Das Ernst-Neufert-Haus ist ein Wohngebäude in Darmstadt aus der Zeit nach dem Zweiten Weltkrieg, das aus versetzten kubischen Segmenten mit einer braunen Klinkersteinfassade besteht. Sein Grundriss zeigt die rationalen Gestaltungsprinzipien der Nachkriegsmoderne mit mehreren Wohnebenen und unterschiedlich großen Apartments.
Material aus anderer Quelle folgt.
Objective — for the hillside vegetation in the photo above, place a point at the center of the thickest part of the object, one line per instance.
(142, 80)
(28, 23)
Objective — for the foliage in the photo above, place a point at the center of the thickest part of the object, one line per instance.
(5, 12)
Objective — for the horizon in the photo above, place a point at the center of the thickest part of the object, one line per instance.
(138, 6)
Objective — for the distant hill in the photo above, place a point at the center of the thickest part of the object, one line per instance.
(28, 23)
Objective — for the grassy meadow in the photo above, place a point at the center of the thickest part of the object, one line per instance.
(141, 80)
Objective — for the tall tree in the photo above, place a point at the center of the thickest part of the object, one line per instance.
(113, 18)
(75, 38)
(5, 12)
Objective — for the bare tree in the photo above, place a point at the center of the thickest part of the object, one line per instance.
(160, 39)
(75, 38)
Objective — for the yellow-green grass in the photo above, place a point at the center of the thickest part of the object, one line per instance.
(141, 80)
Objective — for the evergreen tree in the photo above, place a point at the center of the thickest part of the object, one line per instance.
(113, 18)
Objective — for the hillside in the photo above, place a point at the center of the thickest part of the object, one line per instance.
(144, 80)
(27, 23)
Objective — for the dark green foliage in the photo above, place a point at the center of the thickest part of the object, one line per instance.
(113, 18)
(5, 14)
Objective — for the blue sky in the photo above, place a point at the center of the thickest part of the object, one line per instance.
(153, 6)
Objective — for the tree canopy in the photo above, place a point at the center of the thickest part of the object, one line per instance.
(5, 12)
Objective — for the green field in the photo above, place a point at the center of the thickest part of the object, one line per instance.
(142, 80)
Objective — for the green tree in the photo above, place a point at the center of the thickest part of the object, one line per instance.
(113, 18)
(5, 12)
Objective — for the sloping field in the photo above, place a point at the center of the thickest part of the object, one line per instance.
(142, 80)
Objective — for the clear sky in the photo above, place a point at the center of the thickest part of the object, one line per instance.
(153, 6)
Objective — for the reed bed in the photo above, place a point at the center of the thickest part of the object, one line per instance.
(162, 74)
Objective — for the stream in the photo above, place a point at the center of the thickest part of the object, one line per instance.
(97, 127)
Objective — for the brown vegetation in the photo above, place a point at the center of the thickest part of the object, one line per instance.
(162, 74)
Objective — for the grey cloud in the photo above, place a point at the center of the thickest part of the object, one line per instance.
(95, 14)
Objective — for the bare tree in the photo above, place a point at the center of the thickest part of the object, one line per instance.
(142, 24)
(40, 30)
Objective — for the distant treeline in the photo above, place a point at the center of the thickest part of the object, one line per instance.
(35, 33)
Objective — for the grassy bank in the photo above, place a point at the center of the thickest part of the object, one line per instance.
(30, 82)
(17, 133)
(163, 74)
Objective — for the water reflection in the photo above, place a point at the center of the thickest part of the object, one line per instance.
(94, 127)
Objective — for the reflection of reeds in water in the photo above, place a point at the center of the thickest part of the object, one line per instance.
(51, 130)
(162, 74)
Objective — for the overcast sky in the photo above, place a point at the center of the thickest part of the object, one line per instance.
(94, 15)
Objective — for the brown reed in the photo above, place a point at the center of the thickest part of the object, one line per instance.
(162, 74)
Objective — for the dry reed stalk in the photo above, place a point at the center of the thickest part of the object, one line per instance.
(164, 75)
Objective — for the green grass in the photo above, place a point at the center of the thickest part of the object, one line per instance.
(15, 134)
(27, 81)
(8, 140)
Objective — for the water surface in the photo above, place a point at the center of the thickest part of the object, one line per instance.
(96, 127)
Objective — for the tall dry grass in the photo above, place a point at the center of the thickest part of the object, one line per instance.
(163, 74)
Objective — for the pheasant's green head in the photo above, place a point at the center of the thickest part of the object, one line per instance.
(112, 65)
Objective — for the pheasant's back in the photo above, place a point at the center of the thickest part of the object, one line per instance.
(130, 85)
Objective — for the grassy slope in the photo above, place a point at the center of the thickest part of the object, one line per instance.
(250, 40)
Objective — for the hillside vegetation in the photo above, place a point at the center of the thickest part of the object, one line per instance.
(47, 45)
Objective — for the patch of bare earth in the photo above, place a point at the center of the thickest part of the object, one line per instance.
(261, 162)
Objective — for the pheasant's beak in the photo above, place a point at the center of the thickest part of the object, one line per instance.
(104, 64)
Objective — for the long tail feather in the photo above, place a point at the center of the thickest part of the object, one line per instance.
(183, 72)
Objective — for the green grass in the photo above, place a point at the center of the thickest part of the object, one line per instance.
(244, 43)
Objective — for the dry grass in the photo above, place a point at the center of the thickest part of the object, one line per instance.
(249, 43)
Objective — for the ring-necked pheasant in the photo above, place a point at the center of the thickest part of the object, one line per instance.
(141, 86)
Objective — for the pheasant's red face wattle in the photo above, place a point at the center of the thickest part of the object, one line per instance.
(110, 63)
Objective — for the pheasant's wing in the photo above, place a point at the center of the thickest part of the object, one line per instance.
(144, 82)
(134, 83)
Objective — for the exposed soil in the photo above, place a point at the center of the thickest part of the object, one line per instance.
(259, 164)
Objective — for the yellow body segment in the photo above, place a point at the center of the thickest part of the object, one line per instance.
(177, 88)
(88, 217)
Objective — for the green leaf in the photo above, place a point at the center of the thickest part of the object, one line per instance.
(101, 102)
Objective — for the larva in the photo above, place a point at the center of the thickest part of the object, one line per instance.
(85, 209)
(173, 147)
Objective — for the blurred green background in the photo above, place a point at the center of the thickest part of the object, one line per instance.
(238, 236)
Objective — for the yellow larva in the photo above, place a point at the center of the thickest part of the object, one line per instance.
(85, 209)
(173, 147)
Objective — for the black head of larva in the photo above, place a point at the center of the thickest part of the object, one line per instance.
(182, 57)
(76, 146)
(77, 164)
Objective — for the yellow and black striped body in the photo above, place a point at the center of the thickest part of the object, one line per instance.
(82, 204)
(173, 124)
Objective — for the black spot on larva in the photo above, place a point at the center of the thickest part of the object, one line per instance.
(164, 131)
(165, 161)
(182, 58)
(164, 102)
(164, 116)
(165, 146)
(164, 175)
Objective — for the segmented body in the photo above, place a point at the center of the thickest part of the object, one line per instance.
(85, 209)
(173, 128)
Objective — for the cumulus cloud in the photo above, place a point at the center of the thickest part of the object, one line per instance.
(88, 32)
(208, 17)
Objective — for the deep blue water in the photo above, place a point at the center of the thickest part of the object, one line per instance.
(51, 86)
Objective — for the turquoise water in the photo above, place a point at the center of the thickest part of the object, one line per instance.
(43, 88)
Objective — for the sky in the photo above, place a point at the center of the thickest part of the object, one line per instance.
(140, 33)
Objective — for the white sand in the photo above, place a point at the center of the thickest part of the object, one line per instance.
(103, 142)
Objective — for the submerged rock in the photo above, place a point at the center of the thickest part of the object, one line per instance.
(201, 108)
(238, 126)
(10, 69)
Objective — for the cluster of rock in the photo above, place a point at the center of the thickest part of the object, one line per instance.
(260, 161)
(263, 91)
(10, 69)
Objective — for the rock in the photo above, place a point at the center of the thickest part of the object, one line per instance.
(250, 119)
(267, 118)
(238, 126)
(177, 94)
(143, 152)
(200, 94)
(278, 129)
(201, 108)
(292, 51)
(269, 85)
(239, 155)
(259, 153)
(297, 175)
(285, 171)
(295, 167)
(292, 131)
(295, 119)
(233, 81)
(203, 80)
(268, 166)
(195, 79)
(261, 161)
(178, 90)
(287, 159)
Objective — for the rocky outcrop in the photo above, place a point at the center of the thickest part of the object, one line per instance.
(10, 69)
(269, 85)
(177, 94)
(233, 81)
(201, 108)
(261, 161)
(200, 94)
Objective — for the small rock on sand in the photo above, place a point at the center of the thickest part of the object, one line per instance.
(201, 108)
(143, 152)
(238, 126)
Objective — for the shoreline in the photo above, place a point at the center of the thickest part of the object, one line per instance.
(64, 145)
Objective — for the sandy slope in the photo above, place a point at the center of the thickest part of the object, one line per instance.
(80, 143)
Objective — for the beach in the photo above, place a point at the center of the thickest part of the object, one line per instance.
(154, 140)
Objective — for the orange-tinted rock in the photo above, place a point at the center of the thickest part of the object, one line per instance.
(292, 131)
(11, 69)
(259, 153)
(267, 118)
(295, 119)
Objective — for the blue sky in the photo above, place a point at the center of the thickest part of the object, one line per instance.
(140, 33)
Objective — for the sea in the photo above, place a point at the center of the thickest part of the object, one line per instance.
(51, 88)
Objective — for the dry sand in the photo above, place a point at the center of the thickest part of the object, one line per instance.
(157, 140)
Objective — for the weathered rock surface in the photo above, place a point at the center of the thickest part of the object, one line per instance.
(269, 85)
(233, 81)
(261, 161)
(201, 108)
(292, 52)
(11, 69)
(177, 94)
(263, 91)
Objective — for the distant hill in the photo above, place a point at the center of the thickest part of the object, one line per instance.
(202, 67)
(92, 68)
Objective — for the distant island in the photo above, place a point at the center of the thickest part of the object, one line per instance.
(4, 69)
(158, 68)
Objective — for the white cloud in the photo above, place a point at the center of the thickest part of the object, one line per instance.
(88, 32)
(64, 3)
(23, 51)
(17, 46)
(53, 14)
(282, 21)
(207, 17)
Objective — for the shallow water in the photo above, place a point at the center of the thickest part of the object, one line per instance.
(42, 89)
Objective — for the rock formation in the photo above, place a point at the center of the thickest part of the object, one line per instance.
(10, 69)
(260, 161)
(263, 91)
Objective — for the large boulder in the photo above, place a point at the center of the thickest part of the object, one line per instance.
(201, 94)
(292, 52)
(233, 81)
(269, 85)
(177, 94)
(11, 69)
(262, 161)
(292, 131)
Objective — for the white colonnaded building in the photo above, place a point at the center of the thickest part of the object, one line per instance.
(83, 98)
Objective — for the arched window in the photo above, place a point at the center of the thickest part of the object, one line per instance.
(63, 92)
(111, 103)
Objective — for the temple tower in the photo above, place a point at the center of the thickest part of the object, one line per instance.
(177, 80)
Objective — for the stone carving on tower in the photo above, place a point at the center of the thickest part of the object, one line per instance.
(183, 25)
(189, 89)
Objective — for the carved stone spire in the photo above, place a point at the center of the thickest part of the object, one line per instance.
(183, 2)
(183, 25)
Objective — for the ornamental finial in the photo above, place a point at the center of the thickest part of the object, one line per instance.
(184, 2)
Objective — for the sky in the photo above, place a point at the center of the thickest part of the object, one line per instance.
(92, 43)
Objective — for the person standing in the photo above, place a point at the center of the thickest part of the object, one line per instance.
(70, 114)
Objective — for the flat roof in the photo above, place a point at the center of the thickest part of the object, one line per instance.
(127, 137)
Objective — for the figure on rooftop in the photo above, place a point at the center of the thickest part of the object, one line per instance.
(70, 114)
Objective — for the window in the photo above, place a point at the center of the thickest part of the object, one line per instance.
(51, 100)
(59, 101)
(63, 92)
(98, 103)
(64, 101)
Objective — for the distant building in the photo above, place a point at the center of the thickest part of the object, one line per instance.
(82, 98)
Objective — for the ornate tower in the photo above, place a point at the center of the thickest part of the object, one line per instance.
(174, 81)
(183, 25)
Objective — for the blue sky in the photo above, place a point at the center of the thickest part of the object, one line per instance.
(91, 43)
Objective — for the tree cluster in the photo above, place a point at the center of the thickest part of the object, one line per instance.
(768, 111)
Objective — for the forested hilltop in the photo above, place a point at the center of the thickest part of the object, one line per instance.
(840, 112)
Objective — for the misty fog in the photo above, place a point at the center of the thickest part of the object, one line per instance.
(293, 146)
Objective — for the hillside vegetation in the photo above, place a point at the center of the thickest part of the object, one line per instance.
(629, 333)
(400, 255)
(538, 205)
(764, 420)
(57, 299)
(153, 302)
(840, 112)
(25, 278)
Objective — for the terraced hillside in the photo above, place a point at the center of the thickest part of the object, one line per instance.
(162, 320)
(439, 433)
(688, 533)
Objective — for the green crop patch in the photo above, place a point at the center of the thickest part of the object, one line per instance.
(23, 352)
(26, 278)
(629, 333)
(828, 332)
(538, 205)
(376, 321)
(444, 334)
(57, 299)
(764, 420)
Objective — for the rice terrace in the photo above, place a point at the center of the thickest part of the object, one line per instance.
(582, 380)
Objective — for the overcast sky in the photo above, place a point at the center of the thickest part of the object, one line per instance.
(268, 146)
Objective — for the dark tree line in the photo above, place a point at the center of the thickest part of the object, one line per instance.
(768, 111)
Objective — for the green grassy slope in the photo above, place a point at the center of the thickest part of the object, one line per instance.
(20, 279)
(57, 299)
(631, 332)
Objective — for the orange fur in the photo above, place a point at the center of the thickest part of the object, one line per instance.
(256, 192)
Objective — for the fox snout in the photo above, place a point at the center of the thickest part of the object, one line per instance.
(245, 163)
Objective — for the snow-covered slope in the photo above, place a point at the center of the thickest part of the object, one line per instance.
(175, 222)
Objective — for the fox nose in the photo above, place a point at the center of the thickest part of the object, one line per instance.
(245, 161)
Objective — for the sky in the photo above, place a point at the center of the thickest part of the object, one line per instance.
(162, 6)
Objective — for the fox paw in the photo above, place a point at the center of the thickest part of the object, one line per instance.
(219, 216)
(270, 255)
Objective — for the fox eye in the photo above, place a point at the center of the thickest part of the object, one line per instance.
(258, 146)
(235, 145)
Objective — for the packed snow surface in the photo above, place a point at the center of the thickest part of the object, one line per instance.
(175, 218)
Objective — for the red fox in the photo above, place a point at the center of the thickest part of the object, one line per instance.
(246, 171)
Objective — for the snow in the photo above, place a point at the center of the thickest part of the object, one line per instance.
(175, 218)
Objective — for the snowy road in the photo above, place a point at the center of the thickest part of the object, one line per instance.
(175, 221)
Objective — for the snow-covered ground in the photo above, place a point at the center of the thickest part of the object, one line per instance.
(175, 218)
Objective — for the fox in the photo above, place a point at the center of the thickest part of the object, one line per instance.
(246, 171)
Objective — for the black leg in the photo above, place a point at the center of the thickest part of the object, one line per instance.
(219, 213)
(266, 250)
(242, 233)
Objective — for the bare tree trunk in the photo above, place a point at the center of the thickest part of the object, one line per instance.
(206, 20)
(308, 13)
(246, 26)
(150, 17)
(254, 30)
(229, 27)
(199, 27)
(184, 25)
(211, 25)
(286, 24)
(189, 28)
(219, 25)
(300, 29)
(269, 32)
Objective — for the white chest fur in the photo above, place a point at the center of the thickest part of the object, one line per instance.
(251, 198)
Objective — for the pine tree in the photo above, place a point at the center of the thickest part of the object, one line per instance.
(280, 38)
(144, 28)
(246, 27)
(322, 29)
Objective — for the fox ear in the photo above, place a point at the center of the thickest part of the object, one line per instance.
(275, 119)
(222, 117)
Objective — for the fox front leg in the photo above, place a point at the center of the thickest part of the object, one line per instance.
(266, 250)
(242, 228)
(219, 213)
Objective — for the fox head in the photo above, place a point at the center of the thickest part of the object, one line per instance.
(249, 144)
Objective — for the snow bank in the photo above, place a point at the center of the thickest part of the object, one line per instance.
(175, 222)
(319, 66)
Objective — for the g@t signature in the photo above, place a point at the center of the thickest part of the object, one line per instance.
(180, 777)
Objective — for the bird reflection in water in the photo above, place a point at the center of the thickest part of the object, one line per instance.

Das Gebäude entstand zwischen 1952 und 1955 als Unterkunft für ledige Männer mit ursprünglich 131 kleinen Wohneinheiten während des Wiederaufbaus Deutschland nach dem Krieg. Eine umfassende Sanierung wandelte die engen Räume später in 82 großzügigere Apartments um, einige mit mehreren Geschossen.
Das Haus verkörpert die Nachkriegsmoderne, einen Baustil, der nach dem Krieg Deutschlands Wiederaufbau prägte. Besucher können an der markanten Backsteinfassade und den geometrischen Formen erkennen, wie innovativ die Architektur dieser Zeit war.
Das Gebäude ist von außen sichtbar und kann von Besuchern bestaunt werden, da es sich um ein geschütztes Denkmal handelt. Der Zugang zu den Wohnbereichen ist normalerweise nicht offen, aber die Architektur und das Design können von der Straße aus studiert werden.
Das Haus wurde nach den Gestaltungsprinzipien von Ernst Neufert entworfen, der unter Walter Gropius arbeitete und Standardisierungsrichtlinien für den Bau schrieb. Diese Prinzipien machten Bauen wirtschaftlicher und rationaler, was für die schnelle Wiederaufbau nach dem Krieg entscheidend war.